Bei der Neugestaltung des Kirchenraumes vor drei Jahren wurde als 15. Kreuzwegstation eine symbolische Treppe aus Mauthausner Granitplatten in die Wand eingelassen. Die „Lichtstiege“ erinnere sowohl an die Opfer (Todesstiege) als auch an die Auferstehung, meint Pree. Im heurigen Bedenkjahr setzen Jugendliche der Pfarre zwei bemerkenswerte Zeichen: Eine Firmgruppe hat zum Thema Verfolgung und KZ einen Kreuzweg gestaltet. Die Tafeln wurden zu einem großen Kreuz zusammengebaut, das am Karfreitag im Mittelpunkt der Liturgie stand. Eine Jugendgruppe hat unter dem Motto „Nicht zu übersehen“ im ganzen Ort Kartonwürfel aufgestellt, die mit Bildern und Zitaten an die Geschehnisse in der NS-Zeit erinnerten.

Auf Initiative der Pfarre hat sich 2004 eine überparteiliche Gruppe gebildet, die sich mit der Thematik Mauthausen heute und das geschichtliche „Erbe“ (KZ und Gedenkstätte) auseinander setzt. „Weil diese Thematik einen längeren Atem braucht, haben wir heuer die ,Perspektive Mauthausen‘ gegründet.
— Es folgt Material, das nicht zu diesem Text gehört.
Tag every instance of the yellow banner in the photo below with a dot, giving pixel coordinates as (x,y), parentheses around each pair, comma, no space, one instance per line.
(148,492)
Wir wollen damit erreichen, dass die Auseinandersetzung mit den Geschehnissen und deren Wurzeln nicht nur in der Gedenkstätte, sondern auch im Ort stärker wahrgenommen wird. Dazu streben wir eine engere Kooperation mit dem Mauthausen-Komitee und mit der Gedenkstätte (Innenministerium) an. Und wir wollen mit verschiedenen Veranstaltungen auch positive Akzente für die Zukunft setzen. Dabei soll es um Themen wie Menschenrechte und Menschenwürde ebenso gehen wie um das Selbstverständnis und Bild eines Ortes, der bis heute im Schatten des Konzentrationslagers steht.“

Stichwort


Am 8. August 1938 begannen Häftlinge aus dem KZ Dachau mit dem Aufbau des Konzentrationslagers Mauthausen. In den folgenden Jahren wurde daraus eines der gefürchtetsten Lager. Die Deportation nach Mauthausen bedeutete für viele Häftlinge das Todesurteil. So wurde u. a. die tschechische und polnische Intelligenz in Mauthausen vernichtet. Im Herbst 1941 wurde die Gaskammer errichtet. Ab 1942 wurden immer mehr Häftlinge in der Rüstungsindustrie eingesetzt. Dafür wurden 49 Nebenlager errichtet. Insgesamt waren über 200.000 Häftlinge im KZ-Komplex Mauthausen: politisch Verfolgte, Zwangsarbeiter aus besetzten Gebieten, Kriegsgefangene, Juden und Roma.